“L’orientation de ces entités [structures et réseaux pluridisplinaires de plus de 150 M€ de chiffre d’affaires] vers des activités autres que purement d’audit et d’expertise se développe d’année en année”. Tel est l’un des constats dressé dans l’édition 2025 du célèbre classement du magazine La profession comptable. Au point que, si on y ajoute “leur poids économique global qui a encore augmenté de manière importante […], ces progressions illustrent un mouvement tectonique de plaques conduisant certains acteurs majeurs du secteur à poursuivre la diversification de leurs activités”, résume Stéphane Raynaud dans son édito.
Selon lui, la tendance à la diversification se manifeste aussi dans les structures (et leurs filiales) de moins de 150 M€ de chiffres d’affaires retenues pour ce classement. Ainsi, davantage d’entre elles déclarent réaliser des activités non réglementées. Elles sont 54 à le faire contre 48 l’année précédente. De plus, ces activités frôlent, pour la saison 2023/2024 qui sert de base à ce classement 2025, 200 millions d’euros de chiffre d’affaires contre 159 M€ l’année précédente, soit une hausse d’environ un quart alors que les activités réglementées, c’est-à-dire d’expertise comptable et de commissariat aux comptes, ont progressé “seulement” de 9 %.
Ces symptômes peuvent toutefois être relativisés. Notamment parce que la part susceptible d’être considérée comme de la diversification n’a pas beaucoup progressé ces dernières années. Il lui arrive même parfois de diminuer. Ainsi, “le réglementé enregistre une hausse passant à 61,9 % sur l’exercice 2024 (contre 58,3 % l’an passé) pour les structures de plus de 150 M€”. Il s’élevait à 64 % dans le classement 2021. Pour les structures de moins de 150 M€, la part est de 88,1 % (classement 2025) contre 92 % (classement 2021).

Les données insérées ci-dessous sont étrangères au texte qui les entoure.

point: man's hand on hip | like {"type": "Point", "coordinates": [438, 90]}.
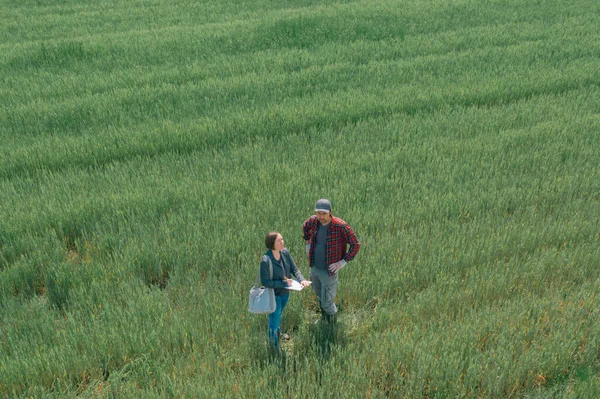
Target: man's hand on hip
{"type": "Point", "coordinates": [334, 267]}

Ensuite, une question de fond se pose, celle de la définition de la diversification. Comme nous l’avons déjà évoqué, deux approches existent. La diversification peut être perçue comme l’élargissement de la gamme des activités et/ou des marchés auxquels une entreprise se consacre (voir Le Larousse). Il existe aussi une définition plus restrictive, celle issue de la matrice d’Ansoff. Selon ce professeur russo-américain, la stratégie de diversification se manifeste par deux caractéristiques : 1) le lancement d’un nouveau produit et 2) sur un nouveau marché. Pour un expert-comptable offrant les services coeur de métier (comptabilité, fiscalité et social) exclusivement à des TPE, cela pourrait se manifester, par exemple, par le déploiement d’une offre — nouvelle donc — d’aide au pilotage à des PME. Si l’on retient cette deuxième approche, cela limite le potentiel de diversification des cabinets comptables. Et les deux définitions renvoient à un sujet qui est difficile à apprécier à l’échelle globale de la profession comptable puisqu’il faudrait, idéalement, analyser la stratégie de chaque structure d’exercice professionnel. Une offre d’aide au pilotage peut relever d’une nouveauté pour un cabinet mais de la continuité pour un autre.
D’autres éléments peuvent perturber, voire biaiser, l’analyse. Ainsi, une activité non réglementée (au plan juridique) telle que la paie peut être réalisée via une structure inscrite à l’Ordre des experts-comptables — ce qui peut ainsi, dans la logique du classement de La profession comptable, “assimiler” au plan économique la paie à une activité réglementée — comme via une structure qui ne l’est pas mais qui appartient à un groupe contrôlé par un expert-comptable — ce qui peut alors “assimiler” au plan économique la paie à une activité non réglementée. Enfin, un cabinet peut fournir des services non traditionnels sans pour autant les facturer distinctement, ce qui les rend alors “invisibles”. La mesure de la diversification de la profession comptable reste un exercice délicat.